Exchange-traded funds

ETFs are similar to mutual funds but can be traded actively like a stock. Mutuals usually require a minimum investment whereas ETFs are purchased through shares.

ETFs are a viable option for those who want to diversify their portfolio with a smaller budget.

Wrapping Up

Investing in 2022 has never been easier. All the tools are in front of you, be responsible and start investing.

Investing is exciting, but you have to make sure you are financially ready and educated. It is so easy to make poor decisions and potentially lose everything. To avoid as many losses as possible try to follow these tips.

Quick Tips

Be consistent: Invest at regular intervals and check in on your investments somewhat often. Do not watch your investments too actively because that can lead to getting caught up in the yo-yo.

Think Long Term: Watching your investments go up and down can lead to stress which is never what you want. Think long-term and know that down spells have happened in the past. Do not panic and stick to your investment plan.

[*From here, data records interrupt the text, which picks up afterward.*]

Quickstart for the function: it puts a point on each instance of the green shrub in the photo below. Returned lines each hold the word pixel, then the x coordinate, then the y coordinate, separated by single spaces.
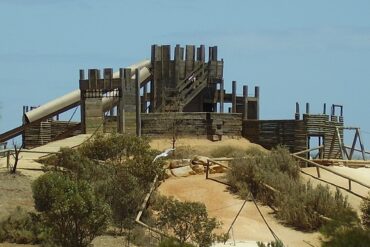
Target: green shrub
pixel 234 152
pixel 348 237
pixel 70 209
pixel 22 227
pixel 187 220
pixel 271 244
pixel 173 242
pixel 119 168
pixel 298 204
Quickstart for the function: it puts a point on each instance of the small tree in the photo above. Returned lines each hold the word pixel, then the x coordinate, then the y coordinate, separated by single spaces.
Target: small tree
pixel 15 154
pixel 365 209
pixel 188 221
pixel 71 211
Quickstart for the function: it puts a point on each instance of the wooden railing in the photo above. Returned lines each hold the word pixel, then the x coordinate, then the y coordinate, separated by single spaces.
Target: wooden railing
pixel 9 152
pixel 318 167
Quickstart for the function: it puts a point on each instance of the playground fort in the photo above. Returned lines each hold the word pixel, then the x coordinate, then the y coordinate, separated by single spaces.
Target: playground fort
pixel 182 92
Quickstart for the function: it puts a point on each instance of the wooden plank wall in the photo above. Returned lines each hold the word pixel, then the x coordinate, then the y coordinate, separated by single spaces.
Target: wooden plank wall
pixel 41 134
pixel 270 133
pixel 324 125
pixel 190 123
pixel 169 71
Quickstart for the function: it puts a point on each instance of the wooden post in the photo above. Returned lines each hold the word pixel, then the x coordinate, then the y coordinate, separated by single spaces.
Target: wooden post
pixel 361 144
pixel 307 108
pixel 324 111
pixel 8 160
pixel 233 97
pixel 297 114
pixel 82 105
pixel 245 101
pixel 138 104
pixel 318 172
pixel 349 185
pixel 257 96
pixel 121 104
pixel 222 96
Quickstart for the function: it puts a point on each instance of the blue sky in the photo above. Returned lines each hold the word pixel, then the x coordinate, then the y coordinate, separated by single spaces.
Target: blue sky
pixel 306 51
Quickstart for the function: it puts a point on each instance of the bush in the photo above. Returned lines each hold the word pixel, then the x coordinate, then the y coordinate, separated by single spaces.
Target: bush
pixel 271 244
pixel 348 237
pixel 229 151
pixel 22 227
pixel 70 209
pixel 365 210
pixel 187 220
pixel 173 242
pixel 184 152
pixel 119 168
pixel 299 204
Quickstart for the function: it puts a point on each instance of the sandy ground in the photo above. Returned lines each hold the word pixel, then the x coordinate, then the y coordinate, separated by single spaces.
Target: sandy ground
pixel 28 164
pixel 203 146
pixel 360 174
pixel 224 206
pixel 16 191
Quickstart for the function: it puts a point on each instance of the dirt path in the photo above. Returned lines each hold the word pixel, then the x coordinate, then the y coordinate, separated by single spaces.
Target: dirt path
pixel 224 206
pixel 203 146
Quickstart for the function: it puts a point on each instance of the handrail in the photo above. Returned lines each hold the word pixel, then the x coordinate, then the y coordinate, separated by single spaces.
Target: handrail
pixel 318 166
pixel 309 150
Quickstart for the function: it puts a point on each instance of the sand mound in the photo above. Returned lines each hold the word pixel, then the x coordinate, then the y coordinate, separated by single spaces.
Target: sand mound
pixel 224 206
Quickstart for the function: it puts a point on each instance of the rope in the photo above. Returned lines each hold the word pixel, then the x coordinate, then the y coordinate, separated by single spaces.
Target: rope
pixel 268 226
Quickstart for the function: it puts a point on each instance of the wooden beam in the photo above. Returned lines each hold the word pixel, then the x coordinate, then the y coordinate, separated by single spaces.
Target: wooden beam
pixel 233 97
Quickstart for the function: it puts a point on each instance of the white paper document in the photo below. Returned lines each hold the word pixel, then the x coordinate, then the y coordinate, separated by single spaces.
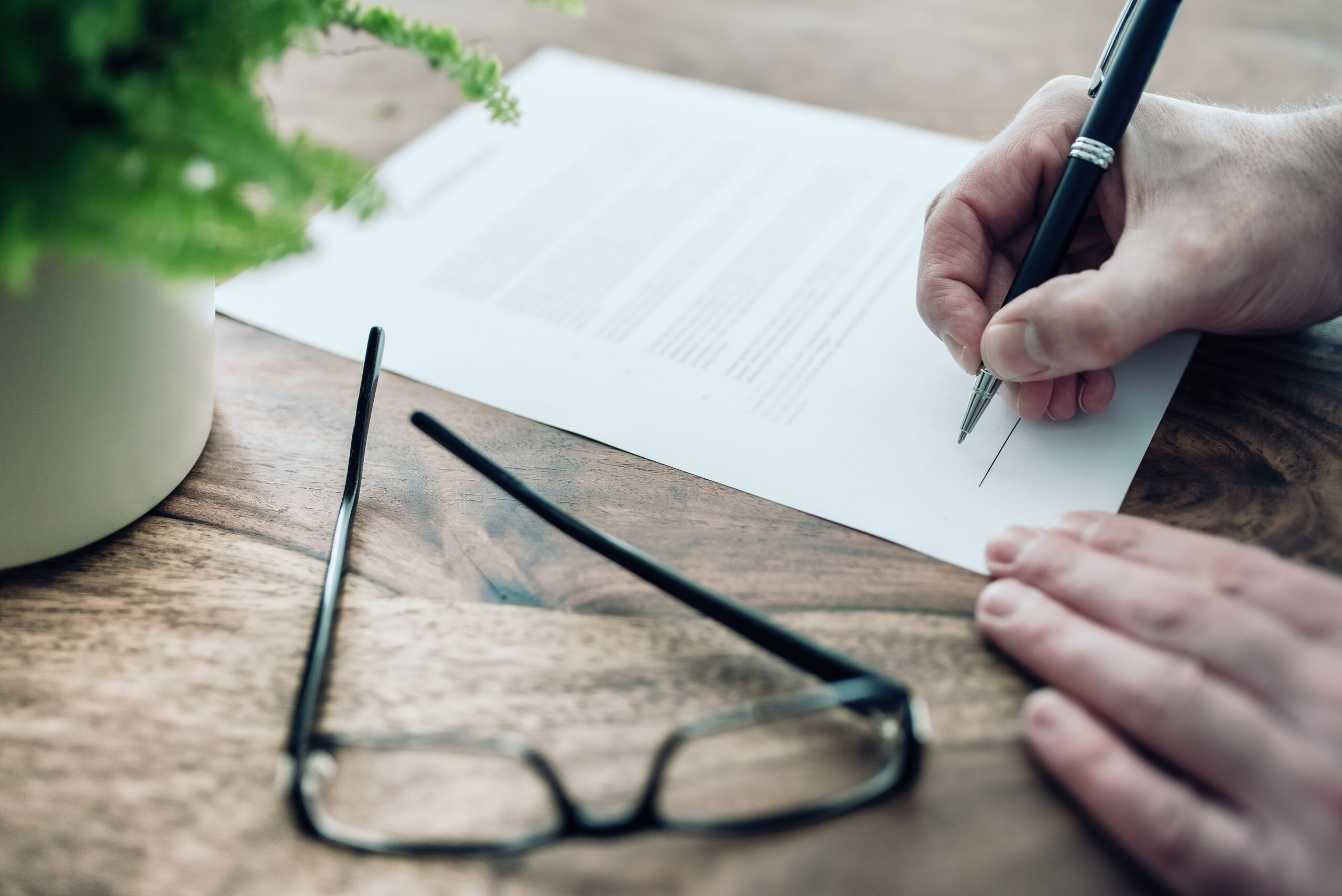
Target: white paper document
pixel 717 280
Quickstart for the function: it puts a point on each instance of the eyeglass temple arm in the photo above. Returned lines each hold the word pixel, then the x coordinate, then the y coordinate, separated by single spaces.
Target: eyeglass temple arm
pixel 309 693
pixel 745 621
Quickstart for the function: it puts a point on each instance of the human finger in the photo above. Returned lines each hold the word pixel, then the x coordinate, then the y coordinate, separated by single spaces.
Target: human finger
pixel 1096 390
pixel 1062 404
pixel 1166 702
pixel 988 208
pixel 1090 320
pixel 1309 601
pixel 1030 400
pixel 1160 607
pixel 1189 841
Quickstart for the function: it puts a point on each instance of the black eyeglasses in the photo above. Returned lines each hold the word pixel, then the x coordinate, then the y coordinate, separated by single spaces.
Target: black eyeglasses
pixel 753 768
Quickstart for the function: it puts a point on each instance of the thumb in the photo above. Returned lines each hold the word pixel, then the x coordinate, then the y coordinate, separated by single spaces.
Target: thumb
pixel 1084 321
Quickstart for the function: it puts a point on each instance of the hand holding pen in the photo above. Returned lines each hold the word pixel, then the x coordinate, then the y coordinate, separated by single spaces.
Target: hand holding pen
pixel 1117 87
pixel 1212 219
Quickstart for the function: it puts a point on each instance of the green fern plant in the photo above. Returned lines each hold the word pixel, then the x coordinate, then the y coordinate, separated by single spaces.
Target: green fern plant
pixel 132 132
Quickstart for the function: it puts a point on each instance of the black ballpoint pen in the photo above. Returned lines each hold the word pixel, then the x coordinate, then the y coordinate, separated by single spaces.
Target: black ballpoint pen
pixel 1118 83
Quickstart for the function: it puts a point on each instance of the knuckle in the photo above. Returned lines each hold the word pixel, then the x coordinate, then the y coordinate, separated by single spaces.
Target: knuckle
pixel 1094 323
pixel 936 200
pixel 1063 88
pixel 1046 560
pixel 1172 829
pixel 1114 534
pixel 1235 569
pixel 1173 687
pixel 1160 618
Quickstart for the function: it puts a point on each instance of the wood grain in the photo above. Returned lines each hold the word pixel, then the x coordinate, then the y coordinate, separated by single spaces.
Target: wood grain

Diversify: Diversification is one of the easiest ways to limit risk and volatility in your portfolio. When the stock market is not doing well like in 2022 so far, diversifying protects you because you are invested in a range of assets. This will help alleviate losses and maximize long-term returns.

Do not chase leads: The news and internet are full of stock tips and the next thing that is going to blow up. Sometimes they can be viable, but do not blindly follow them. Do your own research and make a decision that’s best for your portfolio.